2.b Professional Skepticism, Judgment and Planning
- Professional Skepticism: A continuous mindset of questioning and critical assessment of audit evidence and contradictory information.
- Professional Judgment: Applied in areas like sample selection, estimates evaluation, and materiality determination.
- Planning: Documented strategy (ISA 300) covering scope, resources, timing, materiality, risk assessment, and involvement of experts.
Illustration 2.1: Mind Map linking planning inputs (e.g., industry data, prior audits, preliminary risk assessment) to outputs (audit strategy, plan, materiality thresholds).

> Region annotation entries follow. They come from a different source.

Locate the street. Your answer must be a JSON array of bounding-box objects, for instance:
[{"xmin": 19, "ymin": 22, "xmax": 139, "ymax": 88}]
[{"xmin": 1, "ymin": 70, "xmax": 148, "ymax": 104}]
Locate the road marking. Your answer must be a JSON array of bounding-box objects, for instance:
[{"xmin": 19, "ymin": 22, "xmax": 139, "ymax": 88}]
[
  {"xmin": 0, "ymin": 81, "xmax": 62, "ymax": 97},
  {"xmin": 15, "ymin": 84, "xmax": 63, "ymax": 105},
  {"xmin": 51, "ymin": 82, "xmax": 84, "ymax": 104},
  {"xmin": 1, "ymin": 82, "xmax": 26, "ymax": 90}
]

Topic 3. Assessing Audit Risks
3.a Components of Audit Risk
AR=IR×CR×DRAR = IR × CR × DR
- Inherent Risk (IR): Nature of client’s business or complexity of transactions.
- Control Risk (CR): Effectiveness of internal controls in preventing/detecting misstatements.

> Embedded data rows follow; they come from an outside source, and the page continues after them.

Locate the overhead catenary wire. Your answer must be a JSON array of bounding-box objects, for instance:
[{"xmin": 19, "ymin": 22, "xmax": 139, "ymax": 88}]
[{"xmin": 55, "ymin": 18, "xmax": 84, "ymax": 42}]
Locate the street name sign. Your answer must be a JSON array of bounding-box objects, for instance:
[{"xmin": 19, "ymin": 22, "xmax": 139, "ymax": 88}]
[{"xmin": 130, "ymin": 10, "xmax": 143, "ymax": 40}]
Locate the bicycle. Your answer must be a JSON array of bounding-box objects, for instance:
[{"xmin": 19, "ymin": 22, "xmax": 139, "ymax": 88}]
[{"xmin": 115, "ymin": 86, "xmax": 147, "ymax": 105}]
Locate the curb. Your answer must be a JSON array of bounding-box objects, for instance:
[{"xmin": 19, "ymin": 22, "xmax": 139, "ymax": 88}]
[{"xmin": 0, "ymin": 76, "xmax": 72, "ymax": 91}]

- Detection Risk (DR): Auditor’s procedures failing to detect misstatements.
3.b Risk of Material Misstatement and Audit Responses
Risk Assessment Procedures (ISA 315):
- Inquiry: Discussions with management and those charged with governance.
- Observation & Inspection: Touring facilities, examining documents.
- Analytical Procedures: Ratio analysis and trend evaluation.
Response to RMM:
- Test of Controls: Evaluate design and operating effectiveness.
- Substantive Procedures: Tests of details and substantive analytical procedures.
Illustration 3.1: Matrix mapping assertions (existence, completeness, valuation) to typical risks and corresponding audit procedures.
3.c Materiality and Performance Materiality
- Materiality: Set for overall financial statements, guided by quantitative benchmarks and qualitative considerations (e.g., fraud risk).
- Performance Materiality: A lower threshold for specific account balances or classes of transactions to reduce the risk that aggregate misstatements exceed materiality.
3.d Calculating Materiality Levels
- Determine Benchmark (e.g., 5% PBT, 1% revenue).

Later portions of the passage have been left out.